So the formula is saying: the call is worth the expected value of the stock you receive minus the expected cost of the strike you pay, both weighted by the probability of exercise and discounted to today.
For the put, the same derivation with payoff $\max(K - S_T, 0)$ gives:
$$P(S, t) = K e^{-r(T-t)} N(-d_2) - S \cdot N(-d_1)$$
Or you can just use put-call parity, which is faster in an interview.

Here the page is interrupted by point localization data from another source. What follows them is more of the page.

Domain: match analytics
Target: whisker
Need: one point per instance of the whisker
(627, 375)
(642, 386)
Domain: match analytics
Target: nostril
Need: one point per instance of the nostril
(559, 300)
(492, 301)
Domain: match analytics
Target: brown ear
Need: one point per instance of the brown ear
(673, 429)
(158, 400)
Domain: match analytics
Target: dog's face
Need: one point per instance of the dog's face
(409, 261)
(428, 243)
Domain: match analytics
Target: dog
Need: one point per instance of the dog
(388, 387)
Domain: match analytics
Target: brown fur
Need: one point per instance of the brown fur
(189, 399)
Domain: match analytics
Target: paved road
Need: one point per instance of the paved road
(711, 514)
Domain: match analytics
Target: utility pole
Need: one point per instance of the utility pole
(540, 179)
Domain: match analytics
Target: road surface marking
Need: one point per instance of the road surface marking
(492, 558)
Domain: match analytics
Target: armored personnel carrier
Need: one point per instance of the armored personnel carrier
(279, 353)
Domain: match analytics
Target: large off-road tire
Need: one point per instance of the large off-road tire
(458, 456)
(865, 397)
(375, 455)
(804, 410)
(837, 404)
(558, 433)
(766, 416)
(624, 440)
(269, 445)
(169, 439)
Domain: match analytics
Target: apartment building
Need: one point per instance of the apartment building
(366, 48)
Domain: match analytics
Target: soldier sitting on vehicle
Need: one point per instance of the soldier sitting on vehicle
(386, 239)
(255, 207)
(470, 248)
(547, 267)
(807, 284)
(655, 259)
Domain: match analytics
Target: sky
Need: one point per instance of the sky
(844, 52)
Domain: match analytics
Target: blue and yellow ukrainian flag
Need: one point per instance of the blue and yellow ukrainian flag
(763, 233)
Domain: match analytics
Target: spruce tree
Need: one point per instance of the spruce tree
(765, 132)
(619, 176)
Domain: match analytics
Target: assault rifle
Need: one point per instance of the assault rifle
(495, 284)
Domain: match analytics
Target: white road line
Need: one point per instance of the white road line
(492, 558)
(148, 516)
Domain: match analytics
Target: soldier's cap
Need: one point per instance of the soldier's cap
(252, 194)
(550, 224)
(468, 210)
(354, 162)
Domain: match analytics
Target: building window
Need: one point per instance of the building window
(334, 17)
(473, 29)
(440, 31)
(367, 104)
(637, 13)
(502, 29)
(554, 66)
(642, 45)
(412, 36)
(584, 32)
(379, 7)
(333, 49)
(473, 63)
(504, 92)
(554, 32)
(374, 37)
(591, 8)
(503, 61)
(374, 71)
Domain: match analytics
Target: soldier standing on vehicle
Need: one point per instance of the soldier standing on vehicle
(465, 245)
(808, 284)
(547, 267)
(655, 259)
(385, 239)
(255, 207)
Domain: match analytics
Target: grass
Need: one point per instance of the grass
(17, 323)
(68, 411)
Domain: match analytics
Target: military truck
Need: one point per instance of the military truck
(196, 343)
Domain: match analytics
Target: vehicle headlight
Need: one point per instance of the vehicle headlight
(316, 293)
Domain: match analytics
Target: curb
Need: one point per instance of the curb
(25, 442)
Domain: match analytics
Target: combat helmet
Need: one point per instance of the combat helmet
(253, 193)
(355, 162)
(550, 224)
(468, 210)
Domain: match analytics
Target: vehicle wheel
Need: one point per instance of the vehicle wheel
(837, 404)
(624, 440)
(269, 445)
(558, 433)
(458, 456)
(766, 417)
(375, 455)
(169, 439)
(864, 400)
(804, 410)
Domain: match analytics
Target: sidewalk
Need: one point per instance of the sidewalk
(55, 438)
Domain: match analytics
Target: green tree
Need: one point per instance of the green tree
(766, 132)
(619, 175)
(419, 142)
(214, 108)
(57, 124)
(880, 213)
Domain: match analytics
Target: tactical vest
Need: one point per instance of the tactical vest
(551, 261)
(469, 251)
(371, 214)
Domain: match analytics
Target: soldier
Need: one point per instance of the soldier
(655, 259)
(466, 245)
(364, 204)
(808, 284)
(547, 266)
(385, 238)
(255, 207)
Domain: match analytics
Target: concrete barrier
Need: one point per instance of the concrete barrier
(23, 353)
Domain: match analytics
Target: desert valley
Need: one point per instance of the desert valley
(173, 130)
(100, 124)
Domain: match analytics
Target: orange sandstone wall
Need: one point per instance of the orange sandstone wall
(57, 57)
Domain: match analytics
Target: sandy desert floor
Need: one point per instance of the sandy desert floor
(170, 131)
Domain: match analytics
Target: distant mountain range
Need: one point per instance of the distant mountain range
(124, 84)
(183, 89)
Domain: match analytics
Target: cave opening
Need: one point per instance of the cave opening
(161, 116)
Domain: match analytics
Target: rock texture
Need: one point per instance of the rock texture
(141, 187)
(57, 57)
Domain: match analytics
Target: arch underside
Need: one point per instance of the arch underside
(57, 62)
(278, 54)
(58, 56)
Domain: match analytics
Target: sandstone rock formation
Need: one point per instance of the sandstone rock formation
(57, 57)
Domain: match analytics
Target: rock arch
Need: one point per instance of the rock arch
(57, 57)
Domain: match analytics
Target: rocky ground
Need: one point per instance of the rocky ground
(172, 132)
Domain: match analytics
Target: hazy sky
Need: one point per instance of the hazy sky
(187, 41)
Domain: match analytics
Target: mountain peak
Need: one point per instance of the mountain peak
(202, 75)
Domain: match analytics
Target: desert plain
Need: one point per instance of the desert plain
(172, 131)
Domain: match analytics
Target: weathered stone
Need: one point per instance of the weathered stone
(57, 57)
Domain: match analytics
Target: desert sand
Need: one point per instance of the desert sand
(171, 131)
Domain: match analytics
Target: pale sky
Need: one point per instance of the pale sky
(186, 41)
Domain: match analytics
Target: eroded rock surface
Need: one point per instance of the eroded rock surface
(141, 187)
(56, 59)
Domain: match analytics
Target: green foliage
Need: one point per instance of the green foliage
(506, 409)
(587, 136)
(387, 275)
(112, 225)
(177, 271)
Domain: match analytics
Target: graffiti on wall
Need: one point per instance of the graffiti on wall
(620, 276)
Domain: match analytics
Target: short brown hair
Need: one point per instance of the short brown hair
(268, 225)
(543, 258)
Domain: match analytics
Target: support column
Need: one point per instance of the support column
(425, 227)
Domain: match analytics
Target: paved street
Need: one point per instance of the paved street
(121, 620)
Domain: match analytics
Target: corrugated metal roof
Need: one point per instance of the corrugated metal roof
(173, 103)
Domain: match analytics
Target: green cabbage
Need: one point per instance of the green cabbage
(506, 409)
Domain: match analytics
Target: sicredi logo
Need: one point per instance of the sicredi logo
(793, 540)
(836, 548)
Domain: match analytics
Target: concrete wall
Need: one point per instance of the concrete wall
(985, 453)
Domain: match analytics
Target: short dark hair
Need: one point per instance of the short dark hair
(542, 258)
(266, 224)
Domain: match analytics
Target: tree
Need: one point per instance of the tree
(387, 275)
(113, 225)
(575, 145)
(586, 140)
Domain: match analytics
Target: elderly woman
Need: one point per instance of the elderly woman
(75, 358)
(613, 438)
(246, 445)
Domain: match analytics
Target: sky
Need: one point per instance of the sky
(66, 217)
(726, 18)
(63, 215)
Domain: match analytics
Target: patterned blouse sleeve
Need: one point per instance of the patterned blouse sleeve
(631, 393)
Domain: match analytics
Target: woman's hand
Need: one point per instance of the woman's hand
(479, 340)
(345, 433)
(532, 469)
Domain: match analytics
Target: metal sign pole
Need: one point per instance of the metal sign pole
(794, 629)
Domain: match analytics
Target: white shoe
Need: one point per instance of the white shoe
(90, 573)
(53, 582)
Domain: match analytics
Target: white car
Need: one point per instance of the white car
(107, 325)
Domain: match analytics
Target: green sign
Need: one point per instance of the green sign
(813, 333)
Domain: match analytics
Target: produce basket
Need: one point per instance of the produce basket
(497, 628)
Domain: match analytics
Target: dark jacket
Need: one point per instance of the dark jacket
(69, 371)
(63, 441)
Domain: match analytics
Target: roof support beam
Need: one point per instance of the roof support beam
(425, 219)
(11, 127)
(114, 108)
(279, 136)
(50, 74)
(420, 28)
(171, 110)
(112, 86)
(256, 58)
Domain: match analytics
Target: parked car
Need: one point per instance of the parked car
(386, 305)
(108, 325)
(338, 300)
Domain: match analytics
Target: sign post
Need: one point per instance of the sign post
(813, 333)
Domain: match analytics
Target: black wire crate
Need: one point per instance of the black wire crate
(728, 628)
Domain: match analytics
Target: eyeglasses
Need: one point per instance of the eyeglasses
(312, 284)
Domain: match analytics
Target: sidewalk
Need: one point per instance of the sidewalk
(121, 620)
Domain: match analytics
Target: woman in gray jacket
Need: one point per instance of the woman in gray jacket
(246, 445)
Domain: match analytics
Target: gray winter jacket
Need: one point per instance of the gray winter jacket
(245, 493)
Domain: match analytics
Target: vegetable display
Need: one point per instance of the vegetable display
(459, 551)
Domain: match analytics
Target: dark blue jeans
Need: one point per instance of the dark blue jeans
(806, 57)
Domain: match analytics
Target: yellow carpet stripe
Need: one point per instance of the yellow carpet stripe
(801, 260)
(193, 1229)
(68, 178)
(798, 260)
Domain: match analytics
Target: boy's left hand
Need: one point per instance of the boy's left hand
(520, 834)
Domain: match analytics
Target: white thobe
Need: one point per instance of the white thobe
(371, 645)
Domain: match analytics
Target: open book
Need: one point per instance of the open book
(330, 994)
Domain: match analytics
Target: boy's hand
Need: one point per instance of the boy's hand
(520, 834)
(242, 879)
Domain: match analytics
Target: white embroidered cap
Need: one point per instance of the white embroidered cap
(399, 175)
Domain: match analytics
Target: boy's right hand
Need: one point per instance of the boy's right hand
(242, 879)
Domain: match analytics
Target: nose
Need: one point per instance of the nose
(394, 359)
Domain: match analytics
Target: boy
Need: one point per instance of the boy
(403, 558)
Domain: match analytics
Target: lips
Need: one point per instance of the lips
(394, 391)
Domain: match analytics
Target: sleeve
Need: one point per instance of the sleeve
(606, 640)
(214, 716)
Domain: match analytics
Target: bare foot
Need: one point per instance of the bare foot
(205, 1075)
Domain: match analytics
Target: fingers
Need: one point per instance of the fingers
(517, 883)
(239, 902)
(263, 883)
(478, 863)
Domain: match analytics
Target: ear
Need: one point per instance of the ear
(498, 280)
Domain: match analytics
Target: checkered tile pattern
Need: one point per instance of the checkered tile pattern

Start with the closed-form pricer. The math is clean; your code should be too. Interviewers at Goldman and Citadel will ask you to implement this on a whiteboard or in a Jupyter notebook, so every line needs to be intentional.
import numpy as np
from scipy import stats
from scipy.optimize import brentq
import matplotlib.pyplot as plt
def bs_price(S: float, K: float, T: float, r: float, sigma: float,
option_type: str = "call") -> float:
"""
Black-Scholes closed-form price for a European option.
Parameters
----------
S : current stock price
K : strike price
T : time to expiry in years
r : continuously compounded risk-free rate
sigma : annualised volatility
option_type : 'call' or 'put'
Returns
-------
float : option price
"""
if T <= 0:
# At expiry, return intrinsic value immediately
if option_type == "call":
return max(S - K, 0.0)
return max(K - S, 0.0)
d1 = (np.log(S / K) + (r + 0.5 * sigma**2) * T) / (sigma * np.sqrt(T))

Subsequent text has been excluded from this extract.